Global Agency Chief Izzet Pinto on Launching Singing Show ‘Beat Me If You Can’

Prominent Turkish sales company Global Agency, which brought milestone TV series “Magnificent Century” to the world, has more recently been scoring with formats, such as their singing talent show “Good Singers” that has been a primetime hit on TF1 in France.

Now the Istanbul-based company is at MipTV with a new singing show called “Beat Me If You Can,” which is already a hit in Saudi Arabia where Saudi broadcaster SBC has just commissioned a second season.

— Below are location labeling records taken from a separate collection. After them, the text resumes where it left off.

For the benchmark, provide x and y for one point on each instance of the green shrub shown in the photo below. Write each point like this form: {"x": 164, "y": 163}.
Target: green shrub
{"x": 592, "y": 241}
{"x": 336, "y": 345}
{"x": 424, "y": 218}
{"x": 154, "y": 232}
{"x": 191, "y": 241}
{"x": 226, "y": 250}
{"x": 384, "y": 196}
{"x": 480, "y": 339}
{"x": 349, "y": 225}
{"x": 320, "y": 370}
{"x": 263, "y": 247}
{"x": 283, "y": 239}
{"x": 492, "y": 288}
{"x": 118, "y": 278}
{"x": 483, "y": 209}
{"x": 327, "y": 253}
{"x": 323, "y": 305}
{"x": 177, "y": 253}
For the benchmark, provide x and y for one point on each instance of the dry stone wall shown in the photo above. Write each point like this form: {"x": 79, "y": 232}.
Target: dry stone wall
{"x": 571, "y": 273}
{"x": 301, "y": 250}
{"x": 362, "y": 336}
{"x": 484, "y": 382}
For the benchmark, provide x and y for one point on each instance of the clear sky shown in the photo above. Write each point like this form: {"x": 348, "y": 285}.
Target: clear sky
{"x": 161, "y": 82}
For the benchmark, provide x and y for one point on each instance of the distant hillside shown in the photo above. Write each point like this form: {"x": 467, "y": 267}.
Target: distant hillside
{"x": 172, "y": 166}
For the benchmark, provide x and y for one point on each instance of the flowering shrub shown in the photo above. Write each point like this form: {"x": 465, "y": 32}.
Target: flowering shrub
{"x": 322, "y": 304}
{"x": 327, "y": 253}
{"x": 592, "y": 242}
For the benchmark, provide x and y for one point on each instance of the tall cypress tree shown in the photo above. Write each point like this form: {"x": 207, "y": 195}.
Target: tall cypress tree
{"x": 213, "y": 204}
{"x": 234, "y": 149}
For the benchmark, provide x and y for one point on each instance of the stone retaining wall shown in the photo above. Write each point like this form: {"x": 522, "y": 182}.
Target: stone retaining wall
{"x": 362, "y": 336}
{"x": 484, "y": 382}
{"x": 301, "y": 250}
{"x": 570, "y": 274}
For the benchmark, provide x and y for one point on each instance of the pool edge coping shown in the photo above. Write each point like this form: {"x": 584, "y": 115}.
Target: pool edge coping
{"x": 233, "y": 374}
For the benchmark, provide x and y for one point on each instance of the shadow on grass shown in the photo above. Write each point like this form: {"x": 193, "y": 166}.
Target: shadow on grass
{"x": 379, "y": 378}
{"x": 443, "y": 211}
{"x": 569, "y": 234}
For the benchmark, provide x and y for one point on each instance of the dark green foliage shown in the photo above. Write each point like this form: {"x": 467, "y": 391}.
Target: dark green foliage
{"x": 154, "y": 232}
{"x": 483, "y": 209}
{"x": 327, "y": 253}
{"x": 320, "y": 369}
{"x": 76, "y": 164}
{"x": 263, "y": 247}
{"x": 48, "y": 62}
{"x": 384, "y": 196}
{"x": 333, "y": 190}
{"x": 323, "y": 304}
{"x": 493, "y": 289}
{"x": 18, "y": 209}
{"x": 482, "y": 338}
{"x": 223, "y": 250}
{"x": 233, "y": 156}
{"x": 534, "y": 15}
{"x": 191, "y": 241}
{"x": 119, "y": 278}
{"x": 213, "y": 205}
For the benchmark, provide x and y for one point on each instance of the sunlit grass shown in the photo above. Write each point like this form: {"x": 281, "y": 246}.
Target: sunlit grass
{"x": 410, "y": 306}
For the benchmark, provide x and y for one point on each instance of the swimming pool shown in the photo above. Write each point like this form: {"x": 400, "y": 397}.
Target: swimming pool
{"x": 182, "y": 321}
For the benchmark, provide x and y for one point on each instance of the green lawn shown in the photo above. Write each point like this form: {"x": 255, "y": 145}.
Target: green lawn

“When I established Global Agency 15 years ago we started with formats,” says Global Agency chief Izzet Pinto. During its first two years his company was actually just a format distributor. And “then we decided to take Turkish drama abroad,” he notes.

Now that the onslaught of streaming giants such as Netflix, Disney and HBO Max in Turkey has prompted production costs of Turkish dramas to skyrocket, Global Agency – while continuing to sell Turkish dramas – is doubling down on formats. Most of which are originated by Pinto and his sister Gila Kantar, who is Global Agency co-founder, and their team.

They seem to have a knack for it.

“When you launch original formats you own the IP,” points out Pinto. He also notes that “the format business is like a lottery; if you score a hit you can win big, and that is our business model,” he says.

“Good Singers” is based on a format that Pinto created in which celebrities try to pick out who the talented singers are in a group based purely on their appearance, rather than their performance. Besides being a hit on France’s TF1, it’s been adapted in Russia and optioned in a slew of countries including Spain, Italy, Mexico, Portugal, and Israel.

“Beat Me If You Can,” which was created by Kantar, took five years to develop before Global Agency managed to get on air in Saudi.

Renamed “Your Voice is Stronger” by Saudi’s SBC, “Beat Me” is a game show format combining elements of a classic talent show with the board game “Memory.” Basically, ten singers who are not celebrities, are hidden in different colored cube-shaped cabinets, after performing ten seconds of a song “a cappella” on stage. Then, as the singers are randomly brought on stage again to perform duets, a jury of celebrities has to remember which singer is behind which different colored cabinet door.

The grand finale of the first season was recently held live on a Saturday night slot on SBC – which is Saudi Arabia’s public broadcaster and goes out on satellite – was allegedly watched in 22 countries to stellar ratings. Video snippets from the finale got more than 7 million visualizations on TikTok, according to Global Agency.

“Finally it’s on air,” says Pinto. “We have the ratings; we have the footage. Now people can get serious about it because it has a proven track record of success.”